Photo: An Asian Carp Was Just Found Near Lake Michigan, While Trump Looks To Cut Great Lakes Funds
By Stephen Gossett in News on Jun 23, 2017 9:15PM
The silver-carp troublemaker caught on Thursday. Photo via the Illinois Department of Natural Resources
At the same time that President Donald Trump has proposed gargantuan cuts to a fund that in part helps combat invasive species in the Great Lakes, a live, silver Asian carp was discovered on Thursday a mere nine miles from Lake Michigan, according to the Illinois Department of Natural Resources.
The carp, which in sufficient numbers could cause great harm to non-native habitats, was captured by a commercial fisherman past a barrier system designed to prevent invasive species from reaching the Lakes, about two miles from the T.J. O'Brien Lock and Dam in the Calumet River, according to the AP. It measured 28 inches in length and weighed about 8 pounds, according to the IDNR.
Carp are "are voracious eaters, able to consume 5 to 20 percent of their body weight each day," Fisheries and Oceans Canada said, according to NPR. That huge appetite means that plankton, necessary for other aquatic life to survive, becomes in perilously short supply.
The IDNR meanwhile made clear in a statement that the discovery doesn't mean "a reproducing population of Asian carp" has developed beyond the electric barriers, but per a contingency protocol, there will be two weeks of " intense sampling" around the area where the silver carp was found.
Such sightings are apparently uncommon. "In eight consecutive years of intensive monitoring
and fish sampling in the Chicago Area Waterway System, this is the second time a bighead or silver carp has been found above the electric dispersal barriers," the department wrote. The previous occurrence was in 2010.
However, Dan Egan, who has written extensively about Great Lakes preservation, wrote on Friday in the Milwaukee Journal Sentinel that the carp breach was "an indication that the [barrier] system, which has a history of power outages and does not operate at a strength high enough to repel small fish, isn’t up to the job of keeping the voracious carp from invading the world’s largest freshwater system."
The invasive-carp catch happens at a time when lawmakers, both Republican and Democrat, are trying to get Trump to pull back on his proposed cuts to the Great Lakes Restoration Funds—which would slash the initiative by 97 percent. Trump is also sitting on a plan that "involves modifying a navigation lock on Chicago canal system," according to Egan.

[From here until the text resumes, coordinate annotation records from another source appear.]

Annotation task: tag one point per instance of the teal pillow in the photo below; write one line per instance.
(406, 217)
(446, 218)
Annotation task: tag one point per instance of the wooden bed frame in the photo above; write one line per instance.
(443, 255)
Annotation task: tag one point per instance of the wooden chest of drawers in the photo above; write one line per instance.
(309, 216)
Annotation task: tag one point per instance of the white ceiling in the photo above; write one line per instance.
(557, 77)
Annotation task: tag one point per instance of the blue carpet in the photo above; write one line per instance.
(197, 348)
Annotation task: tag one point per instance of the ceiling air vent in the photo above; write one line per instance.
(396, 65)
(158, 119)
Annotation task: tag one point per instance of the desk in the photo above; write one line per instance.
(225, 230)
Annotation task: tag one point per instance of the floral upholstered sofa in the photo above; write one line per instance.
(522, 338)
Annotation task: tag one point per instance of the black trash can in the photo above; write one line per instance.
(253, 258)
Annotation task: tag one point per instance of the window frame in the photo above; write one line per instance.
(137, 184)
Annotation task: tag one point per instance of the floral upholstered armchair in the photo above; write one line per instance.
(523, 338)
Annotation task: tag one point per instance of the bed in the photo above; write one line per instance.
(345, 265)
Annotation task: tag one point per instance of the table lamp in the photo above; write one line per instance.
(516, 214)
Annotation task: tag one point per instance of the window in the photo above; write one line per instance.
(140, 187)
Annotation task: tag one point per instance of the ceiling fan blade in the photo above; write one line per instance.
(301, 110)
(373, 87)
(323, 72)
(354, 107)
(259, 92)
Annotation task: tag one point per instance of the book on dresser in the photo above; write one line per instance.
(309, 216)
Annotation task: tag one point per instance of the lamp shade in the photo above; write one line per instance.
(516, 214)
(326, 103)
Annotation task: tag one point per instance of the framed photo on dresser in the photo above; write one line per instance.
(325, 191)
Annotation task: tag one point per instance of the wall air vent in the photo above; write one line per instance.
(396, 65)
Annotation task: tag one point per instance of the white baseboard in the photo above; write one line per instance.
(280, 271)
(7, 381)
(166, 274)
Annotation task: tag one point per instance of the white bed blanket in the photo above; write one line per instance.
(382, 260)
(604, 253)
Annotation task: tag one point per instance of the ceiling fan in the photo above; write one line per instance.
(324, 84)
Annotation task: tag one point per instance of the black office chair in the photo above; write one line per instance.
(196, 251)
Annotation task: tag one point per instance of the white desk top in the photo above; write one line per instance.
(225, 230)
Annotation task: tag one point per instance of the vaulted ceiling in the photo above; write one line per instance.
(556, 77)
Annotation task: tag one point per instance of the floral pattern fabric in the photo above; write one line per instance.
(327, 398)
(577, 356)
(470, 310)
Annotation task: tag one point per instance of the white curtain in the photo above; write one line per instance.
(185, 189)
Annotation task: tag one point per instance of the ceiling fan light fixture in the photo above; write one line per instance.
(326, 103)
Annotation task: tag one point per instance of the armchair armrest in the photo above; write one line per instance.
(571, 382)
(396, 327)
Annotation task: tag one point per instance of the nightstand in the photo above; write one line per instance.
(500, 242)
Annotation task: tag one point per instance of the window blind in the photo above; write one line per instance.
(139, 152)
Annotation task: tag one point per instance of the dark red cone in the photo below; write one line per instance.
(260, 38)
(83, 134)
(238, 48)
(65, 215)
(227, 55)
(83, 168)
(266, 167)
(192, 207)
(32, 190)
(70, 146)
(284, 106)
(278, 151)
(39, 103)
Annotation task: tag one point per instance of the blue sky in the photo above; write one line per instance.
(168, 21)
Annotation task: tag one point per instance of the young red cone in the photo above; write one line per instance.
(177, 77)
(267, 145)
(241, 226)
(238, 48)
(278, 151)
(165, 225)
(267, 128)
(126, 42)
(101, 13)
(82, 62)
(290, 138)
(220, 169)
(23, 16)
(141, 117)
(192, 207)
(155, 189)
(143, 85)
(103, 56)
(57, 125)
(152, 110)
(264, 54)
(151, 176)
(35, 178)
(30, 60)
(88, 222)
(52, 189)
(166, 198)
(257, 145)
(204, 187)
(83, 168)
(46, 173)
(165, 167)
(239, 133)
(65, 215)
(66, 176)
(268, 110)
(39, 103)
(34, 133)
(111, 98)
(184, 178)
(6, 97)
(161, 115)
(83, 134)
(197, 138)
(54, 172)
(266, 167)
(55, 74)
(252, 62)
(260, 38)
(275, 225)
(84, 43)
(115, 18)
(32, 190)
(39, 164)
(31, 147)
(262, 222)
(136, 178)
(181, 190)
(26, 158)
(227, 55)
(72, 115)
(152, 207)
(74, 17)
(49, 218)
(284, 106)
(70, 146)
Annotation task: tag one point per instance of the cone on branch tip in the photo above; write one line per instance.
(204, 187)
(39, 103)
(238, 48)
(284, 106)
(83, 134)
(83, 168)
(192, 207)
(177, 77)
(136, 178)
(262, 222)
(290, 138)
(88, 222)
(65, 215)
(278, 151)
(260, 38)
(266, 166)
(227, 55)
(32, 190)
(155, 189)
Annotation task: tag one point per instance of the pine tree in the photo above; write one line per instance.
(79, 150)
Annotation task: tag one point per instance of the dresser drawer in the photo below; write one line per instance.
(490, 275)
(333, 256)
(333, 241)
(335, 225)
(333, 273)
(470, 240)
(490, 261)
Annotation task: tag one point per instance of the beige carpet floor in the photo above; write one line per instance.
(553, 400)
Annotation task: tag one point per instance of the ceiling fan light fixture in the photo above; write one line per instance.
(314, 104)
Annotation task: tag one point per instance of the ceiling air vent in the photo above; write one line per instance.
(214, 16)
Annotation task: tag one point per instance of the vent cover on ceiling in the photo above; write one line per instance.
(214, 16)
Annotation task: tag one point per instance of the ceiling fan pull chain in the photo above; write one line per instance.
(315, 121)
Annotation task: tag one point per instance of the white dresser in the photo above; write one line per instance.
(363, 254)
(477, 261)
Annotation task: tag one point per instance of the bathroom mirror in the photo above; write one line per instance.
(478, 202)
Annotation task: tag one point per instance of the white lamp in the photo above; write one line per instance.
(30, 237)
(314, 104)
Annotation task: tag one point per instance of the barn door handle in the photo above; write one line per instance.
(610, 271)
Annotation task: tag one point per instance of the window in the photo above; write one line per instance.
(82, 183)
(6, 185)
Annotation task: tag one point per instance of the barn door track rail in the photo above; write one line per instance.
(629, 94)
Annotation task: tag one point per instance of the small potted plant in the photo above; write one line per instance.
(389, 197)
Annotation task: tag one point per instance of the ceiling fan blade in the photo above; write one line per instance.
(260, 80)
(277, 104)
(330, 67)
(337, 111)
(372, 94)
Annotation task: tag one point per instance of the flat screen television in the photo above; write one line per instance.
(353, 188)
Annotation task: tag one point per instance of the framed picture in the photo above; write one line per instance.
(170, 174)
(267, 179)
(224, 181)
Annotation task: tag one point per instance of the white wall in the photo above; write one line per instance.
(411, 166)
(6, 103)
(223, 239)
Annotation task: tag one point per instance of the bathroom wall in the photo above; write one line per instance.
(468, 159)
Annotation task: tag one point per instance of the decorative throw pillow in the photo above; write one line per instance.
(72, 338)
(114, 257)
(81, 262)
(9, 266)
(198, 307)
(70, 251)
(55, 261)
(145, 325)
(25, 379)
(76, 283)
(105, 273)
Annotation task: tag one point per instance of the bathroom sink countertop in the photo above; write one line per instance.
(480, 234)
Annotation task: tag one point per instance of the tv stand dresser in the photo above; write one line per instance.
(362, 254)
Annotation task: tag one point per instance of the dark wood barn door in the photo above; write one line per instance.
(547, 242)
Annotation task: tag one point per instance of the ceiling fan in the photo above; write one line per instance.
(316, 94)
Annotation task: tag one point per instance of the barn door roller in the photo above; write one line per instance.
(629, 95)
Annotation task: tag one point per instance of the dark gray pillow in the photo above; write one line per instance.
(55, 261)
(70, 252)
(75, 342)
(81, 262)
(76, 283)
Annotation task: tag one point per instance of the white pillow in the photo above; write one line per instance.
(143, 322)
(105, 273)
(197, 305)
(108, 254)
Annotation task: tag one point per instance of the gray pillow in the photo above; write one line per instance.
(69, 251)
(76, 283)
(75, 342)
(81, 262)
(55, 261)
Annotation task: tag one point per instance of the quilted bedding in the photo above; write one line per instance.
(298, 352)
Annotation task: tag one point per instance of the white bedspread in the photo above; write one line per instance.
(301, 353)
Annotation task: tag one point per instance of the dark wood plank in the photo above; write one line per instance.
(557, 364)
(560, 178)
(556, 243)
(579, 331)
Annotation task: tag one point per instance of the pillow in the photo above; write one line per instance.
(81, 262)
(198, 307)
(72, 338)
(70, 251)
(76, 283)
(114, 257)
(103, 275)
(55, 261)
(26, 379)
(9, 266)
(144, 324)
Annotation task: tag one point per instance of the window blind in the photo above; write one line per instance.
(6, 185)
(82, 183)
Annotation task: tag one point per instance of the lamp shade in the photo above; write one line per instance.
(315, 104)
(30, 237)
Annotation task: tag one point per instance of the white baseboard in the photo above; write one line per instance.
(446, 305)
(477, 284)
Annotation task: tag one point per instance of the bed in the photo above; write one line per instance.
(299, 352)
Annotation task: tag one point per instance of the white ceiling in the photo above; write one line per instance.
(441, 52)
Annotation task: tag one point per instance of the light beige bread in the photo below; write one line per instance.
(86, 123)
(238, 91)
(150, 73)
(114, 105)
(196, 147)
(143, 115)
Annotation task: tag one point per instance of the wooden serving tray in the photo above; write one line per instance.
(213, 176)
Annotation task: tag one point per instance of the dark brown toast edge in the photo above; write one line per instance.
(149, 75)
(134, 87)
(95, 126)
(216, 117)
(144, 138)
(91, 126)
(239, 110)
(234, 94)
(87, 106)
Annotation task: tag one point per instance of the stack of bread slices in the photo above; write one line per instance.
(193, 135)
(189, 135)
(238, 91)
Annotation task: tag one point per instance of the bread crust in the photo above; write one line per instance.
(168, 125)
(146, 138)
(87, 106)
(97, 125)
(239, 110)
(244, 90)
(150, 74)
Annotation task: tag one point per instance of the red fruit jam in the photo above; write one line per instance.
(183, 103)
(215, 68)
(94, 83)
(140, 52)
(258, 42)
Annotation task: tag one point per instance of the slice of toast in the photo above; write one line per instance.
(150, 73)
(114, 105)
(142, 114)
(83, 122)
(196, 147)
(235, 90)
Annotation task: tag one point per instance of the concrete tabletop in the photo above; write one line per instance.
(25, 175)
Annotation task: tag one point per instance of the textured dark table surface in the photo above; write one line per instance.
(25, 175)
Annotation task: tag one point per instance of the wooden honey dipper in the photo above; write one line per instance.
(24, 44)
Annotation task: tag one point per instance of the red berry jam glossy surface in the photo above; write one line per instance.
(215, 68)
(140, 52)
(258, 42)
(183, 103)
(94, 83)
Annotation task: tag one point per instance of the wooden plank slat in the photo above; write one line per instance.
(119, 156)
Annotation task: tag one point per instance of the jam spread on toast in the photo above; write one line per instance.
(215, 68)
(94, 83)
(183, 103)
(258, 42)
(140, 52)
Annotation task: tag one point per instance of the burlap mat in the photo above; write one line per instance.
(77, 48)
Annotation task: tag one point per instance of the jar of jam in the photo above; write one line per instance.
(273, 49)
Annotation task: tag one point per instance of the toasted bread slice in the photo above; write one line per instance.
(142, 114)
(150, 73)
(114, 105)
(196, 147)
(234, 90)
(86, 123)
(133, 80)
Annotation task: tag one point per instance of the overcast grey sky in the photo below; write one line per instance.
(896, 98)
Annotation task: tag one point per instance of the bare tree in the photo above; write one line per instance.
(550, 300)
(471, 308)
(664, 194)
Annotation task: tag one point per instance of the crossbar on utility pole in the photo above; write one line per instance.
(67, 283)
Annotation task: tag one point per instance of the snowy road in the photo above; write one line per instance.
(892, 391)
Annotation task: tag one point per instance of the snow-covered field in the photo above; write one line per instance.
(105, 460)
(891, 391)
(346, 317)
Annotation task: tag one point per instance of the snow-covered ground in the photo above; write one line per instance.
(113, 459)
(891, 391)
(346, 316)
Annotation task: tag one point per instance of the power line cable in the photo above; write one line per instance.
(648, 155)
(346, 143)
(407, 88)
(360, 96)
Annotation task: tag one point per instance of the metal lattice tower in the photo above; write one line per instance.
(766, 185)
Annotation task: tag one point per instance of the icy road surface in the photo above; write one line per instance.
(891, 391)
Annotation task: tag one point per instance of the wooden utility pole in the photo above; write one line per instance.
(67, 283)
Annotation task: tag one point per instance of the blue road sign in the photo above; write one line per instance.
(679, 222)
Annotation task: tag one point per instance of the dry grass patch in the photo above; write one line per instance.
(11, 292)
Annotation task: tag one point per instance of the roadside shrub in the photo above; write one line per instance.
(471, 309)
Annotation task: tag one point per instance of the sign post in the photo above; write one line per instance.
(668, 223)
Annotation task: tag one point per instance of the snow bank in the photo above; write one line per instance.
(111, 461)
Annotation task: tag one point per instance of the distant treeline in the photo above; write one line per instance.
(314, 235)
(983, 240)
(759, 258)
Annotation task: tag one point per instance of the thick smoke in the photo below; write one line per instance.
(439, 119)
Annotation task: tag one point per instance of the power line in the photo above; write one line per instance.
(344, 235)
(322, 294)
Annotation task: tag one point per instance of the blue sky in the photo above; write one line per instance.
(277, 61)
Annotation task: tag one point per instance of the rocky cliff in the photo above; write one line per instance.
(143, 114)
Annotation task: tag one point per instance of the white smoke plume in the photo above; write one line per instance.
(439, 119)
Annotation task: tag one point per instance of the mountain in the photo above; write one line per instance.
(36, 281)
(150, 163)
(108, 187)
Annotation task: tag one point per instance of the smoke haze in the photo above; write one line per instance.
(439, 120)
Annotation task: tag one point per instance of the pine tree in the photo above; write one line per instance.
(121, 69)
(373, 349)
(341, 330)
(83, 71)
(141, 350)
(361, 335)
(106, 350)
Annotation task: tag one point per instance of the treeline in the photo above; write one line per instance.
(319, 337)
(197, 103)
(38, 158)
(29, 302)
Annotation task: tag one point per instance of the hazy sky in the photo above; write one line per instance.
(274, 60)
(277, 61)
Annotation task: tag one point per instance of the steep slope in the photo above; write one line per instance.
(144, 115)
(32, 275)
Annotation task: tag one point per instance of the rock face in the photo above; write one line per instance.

That proposed canal system however faces some local opposition from businesses interests here in Illinois. Indeed, Sen. Tammy Duckworth seemed all too aware of that political landscape in a rather noncommittal statement on Friday. "While the U.S. Fish and Wildlife Service increases its monitoring of the area and conducts a thorough analysis, my office will continue to work closely with Illinois businesses, advocates and communities to identify the most appropriate path forward," she said.